Understand Data Analysis Process Step by Step

SONALI SHAW
8 min readAug 7, 2019

--

Often, when we talk about Data Analysis projects, nobody seems to be able to come up with a solid explanation of how the entire process goes. From gathering the data, all the way up to the analysis and presenting the results.

In this post, I break down the Data Analysis framework, taking you through each step of the project lifecycle.

At 1st let us understand,What is Data Analysis and why it is important?

In simple words Data analysis is a process of collecting data and organizing it in a manner where one can draw a conclusion.

In technical terms Data analysis is a process of inspecting, cleansing, transforming and modeling data with the goal of discovering useful information, informing conclusions and supporting decision-making.

Data analysis is important in business to understand problems facing an organisation, and to explore data in meaningful ways. Data in itself is merely facts and figures.

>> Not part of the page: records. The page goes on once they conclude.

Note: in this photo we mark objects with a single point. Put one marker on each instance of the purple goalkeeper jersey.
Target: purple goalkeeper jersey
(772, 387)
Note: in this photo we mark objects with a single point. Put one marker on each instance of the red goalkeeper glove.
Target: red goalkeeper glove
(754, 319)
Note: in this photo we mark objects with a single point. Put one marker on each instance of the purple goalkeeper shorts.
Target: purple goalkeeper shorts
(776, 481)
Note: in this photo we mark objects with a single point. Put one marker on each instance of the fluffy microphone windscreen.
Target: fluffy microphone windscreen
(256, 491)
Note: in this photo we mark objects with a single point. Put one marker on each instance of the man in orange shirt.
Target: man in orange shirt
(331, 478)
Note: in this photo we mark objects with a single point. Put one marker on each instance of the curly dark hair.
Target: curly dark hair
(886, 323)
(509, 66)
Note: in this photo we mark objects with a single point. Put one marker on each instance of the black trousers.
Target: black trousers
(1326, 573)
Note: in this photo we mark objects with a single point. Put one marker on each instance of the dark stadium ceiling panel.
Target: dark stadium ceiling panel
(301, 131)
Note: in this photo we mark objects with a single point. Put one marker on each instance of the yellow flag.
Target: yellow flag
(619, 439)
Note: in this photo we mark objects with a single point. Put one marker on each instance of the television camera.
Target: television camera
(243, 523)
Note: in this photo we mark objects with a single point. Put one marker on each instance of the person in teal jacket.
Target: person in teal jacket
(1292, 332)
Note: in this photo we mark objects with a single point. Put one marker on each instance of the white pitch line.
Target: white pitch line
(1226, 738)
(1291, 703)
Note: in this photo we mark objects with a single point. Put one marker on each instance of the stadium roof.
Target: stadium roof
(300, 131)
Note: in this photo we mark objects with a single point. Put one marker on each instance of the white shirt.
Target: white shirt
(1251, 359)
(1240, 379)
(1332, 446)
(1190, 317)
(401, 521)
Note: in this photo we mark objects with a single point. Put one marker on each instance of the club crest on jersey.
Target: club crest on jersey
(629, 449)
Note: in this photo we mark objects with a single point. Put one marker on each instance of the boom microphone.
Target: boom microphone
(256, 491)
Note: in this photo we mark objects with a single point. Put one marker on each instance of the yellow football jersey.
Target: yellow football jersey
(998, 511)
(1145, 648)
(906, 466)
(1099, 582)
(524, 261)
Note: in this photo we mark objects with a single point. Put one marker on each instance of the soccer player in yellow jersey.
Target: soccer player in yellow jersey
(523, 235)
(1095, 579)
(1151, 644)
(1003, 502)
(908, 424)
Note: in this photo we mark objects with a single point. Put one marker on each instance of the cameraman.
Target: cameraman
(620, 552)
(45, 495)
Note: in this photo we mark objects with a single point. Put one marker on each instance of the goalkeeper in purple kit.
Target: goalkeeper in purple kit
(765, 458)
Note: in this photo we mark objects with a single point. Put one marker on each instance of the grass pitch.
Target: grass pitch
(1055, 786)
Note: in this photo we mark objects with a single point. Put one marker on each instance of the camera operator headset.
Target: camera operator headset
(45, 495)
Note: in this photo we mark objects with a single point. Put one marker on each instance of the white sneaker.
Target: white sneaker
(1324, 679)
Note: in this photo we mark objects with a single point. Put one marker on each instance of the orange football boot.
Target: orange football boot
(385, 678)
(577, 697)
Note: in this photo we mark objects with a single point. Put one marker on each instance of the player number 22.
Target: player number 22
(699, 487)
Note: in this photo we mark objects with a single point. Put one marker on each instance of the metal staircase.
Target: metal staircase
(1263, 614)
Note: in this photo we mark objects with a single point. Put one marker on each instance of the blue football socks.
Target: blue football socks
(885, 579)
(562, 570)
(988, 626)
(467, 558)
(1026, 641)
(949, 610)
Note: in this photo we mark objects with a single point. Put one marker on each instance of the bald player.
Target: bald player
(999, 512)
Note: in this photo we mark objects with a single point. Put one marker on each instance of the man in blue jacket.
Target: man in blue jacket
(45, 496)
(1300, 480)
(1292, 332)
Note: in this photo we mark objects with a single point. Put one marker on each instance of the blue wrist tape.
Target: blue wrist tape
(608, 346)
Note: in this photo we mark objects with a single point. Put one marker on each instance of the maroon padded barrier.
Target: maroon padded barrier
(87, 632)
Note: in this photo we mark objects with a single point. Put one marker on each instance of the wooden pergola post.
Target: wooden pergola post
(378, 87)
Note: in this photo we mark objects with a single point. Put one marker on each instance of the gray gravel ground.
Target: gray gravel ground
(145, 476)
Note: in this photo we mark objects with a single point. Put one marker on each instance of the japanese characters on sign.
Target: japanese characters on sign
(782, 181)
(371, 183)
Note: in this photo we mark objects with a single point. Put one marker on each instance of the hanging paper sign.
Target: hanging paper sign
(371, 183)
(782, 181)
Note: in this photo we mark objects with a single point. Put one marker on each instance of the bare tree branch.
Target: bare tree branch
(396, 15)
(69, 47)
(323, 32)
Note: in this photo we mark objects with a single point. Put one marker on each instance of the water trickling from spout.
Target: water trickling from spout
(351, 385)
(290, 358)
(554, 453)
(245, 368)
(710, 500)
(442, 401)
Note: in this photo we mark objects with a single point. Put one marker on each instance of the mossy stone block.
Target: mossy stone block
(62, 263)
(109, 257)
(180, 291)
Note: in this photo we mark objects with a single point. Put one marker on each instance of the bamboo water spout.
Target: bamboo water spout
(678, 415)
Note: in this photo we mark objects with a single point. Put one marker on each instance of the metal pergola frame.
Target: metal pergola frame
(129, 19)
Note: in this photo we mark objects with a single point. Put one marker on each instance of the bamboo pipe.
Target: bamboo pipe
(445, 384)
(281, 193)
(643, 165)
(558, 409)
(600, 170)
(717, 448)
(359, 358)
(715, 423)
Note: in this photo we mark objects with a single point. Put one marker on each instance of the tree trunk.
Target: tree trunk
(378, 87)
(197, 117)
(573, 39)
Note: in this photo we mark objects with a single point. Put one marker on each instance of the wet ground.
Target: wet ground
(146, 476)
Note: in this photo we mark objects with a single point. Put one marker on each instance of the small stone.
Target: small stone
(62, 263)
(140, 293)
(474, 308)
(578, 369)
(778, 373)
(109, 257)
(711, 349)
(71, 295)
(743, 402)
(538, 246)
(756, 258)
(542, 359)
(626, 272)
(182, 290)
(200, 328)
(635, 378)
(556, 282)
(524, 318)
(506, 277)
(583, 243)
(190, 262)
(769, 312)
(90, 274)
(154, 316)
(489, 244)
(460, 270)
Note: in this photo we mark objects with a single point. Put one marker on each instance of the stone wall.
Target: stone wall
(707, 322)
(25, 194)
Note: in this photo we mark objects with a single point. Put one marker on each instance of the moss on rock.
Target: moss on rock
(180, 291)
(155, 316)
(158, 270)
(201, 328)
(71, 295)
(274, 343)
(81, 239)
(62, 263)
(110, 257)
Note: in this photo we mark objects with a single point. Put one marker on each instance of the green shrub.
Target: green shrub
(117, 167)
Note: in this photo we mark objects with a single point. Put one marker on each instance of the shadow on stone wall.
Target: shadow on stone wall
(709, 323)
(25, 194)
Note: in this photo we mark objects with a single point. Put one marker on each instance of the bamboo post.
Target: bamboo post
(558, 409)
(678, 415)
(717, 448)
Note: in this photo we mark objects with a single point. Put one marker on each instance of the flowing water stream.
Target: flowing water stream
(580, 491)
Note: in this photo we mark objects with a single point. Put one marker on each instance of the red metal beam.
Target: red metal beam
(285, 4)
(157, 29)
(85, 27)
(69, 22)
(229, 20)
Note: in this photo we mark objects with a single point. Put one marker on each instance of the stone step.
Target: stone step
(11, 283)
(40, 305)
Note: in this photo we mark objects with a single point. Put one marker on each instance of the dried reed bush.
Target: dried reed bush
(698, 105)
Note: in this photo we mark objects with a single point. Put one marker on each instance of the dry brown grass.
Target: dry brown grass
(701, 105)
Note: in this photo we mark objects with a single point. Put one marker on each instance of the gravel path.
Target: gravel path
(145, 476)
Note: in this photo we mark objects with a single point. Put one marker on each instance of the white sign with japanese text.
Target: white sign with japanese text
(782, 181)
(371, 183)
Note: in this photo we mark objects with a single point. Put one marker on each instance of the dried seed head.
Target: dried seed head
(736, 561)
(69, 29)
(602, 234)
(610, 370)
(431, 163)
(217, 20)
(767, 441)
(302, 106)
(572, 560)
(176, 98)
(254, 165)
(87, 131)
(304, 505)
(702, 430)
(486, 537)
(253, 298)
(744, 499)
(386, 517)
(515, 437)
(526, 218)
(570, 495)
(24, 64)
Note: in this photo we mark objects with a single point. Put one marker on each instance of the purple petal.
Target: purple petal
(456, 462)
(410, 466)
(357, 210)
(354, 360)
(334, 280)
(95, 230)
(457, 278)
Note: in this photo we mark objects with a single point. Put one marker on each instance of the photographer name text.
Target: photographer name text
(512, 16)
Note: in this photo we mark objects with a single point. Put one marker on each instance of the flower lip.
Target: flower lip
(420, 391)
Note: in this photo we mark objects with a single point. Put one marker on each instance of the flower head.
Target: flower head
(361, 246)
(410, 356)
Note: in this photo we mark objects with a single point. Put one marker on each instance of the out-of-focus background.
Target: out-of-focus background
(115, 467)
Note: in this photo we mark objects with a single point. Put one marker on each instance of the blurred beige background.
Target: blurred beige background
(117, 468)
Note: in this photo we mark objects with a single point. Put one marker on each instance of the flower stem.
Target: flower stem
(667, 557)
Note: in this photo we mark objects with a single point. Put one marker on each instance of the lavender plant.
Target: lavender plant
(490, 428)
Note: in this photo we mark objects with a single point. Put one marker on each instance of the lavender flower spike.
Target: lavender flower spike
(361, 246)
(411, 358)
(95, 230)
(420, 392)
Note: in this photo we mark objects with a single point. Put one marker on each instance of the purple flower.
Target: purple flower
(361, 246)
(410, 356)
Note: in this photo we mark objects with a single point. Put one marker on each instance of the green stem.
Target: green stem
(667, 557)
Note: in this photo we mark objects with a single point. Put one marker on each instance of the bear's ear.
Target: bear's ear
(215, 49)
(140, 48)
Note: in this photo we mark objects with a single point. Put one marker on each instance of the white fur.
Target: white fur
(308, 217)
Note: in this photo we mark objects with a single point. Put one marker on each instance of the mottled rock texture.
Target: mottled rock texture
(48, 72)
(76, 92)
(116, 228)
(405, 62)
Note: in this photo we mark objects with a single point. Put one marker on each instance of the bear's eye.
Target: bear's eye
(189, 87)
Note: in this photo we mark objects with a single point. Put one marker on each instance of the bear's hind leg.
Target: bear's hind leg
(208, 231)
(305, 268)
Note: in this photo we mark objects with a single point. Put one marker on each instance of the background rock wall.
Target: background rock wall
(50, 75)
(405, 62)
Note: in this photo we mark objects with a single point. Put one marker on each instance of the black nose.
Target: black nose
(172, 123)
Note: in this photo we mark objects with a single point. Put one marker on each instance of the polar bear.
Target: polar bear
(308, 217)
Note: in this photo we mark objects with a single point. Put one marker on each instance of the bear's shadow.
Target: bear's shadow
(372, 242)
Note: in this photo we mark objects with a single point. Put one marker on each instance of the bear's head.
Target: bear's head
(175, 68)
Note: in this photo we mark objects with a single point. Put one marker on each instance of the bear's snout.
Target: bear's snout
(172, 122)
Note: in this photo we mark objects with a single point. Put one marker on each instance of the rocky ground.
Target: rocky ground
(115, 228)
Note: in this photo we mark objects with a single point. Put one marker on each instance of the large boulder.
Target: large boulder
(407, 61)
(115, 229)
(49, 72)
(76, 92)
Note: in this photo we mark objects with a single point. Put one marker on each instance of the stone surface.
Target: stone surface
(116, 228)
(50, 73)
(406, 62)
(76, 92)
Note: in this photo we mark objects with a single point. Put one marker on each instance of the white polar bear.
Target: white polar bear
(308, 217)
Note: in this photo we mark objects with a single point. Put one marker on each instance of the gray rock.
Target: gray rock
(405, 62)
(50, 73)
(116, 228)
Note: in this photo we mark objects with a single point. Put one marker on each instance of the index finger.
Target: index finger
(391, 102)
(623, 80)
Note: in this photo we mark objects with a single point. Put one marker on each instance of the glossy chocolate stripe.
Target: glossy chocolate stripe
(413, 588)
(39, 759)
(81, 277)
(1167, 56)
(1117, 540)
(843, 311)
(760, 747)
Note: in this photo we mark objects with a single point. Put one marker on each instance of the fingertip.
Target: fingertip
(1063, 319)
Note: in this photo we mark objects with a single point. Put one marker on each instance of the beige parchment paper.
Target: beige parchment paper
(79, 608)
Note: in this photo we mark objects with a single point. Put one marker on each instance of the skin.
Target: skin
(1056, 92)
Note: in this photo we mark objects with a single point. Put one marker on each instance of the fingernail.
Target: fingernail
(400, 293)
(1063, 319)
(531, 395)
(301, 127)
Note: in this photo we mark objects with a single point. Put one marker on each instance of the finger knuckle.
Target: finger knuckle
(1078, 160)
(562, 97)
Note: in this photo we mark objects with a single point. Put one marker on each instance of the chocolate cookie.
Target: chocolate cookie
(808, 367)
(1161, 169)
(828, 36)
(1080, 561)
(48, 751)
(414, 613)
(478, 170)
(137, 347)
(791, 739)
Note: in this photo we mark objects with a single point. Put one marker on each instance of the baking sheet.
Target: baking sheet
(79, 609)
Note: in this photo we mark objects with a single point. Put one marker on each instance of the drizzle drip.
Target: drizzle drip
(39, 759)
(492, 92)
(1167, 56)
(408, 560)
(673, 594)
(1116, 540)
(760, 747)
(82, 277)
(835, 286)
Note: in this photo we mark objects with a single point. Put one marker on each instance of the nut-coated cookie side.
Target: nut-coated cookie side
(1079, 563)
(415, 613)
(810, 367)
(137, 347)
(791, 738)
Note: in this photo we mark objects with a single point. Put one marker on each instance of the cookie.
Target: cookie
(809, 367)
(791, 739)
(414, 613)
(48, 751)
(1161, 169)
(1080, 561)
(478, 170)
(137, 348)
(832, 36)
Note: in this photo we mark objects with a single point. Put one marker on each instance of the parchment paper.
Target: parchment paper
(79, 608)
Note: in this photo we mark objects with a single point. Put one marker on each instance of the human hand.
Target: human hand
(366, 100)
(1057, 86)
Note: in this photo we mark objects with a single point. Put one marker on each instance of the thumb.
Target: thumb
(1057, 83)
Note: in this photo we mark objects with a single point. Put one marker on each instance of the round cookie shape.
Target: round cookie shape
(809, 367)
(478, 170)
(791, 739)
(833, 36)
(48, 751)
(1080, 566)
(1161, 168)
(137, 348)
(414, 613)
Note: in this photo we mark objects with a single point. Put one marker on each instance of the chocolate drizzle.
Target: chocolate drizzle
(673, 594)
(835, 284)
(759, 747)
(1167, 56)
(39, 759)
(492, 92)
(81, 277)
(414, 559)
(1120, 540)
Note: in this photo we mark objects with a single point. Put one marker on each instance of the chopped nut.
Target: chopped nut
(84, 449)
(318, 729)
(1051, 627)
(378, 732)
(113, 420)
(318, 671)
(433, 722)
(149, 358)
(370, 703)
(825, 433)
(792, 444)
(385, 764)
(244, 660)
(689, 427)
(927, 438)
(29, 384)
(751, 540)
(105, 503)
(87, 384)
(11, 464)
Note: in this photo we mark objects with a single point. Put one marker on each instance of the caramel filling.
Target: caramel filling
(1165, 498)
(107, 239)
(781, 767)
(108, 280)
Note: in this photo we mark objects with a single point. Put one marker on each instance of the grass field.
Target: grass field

Data analysis organizes, interprets, structures and presents the data into useful information that provides context for the data.

I am going to explain Data analysis with the help of Titanic dataset whose link is given below.

Now we have the dataset so we can start data analysis process.

Data Analysis Process includes 5 steps.Which are

  1. Asking Right Questions
  2. Data Wrangling or Data Munging or Data pre-processing
  3. Exploratory Data Analysis(EDA)
  4. Drawing Conclusions
  5. Communicating Results

The very 1st step of Data Analysis Process is

Asking Right Questions:

For asking questions you need data.So there can be two scenario,firstly you will get the company’s data from your manager or you will collect it from any site like kaggle and your manager will tell you the right exact questions .In second scenario, you will get the data but they will not tell you the questions , they will just give you a open ended type problem like here is my company last year data ,analyse it and tell me by analysis that this year our company will make more profit or not.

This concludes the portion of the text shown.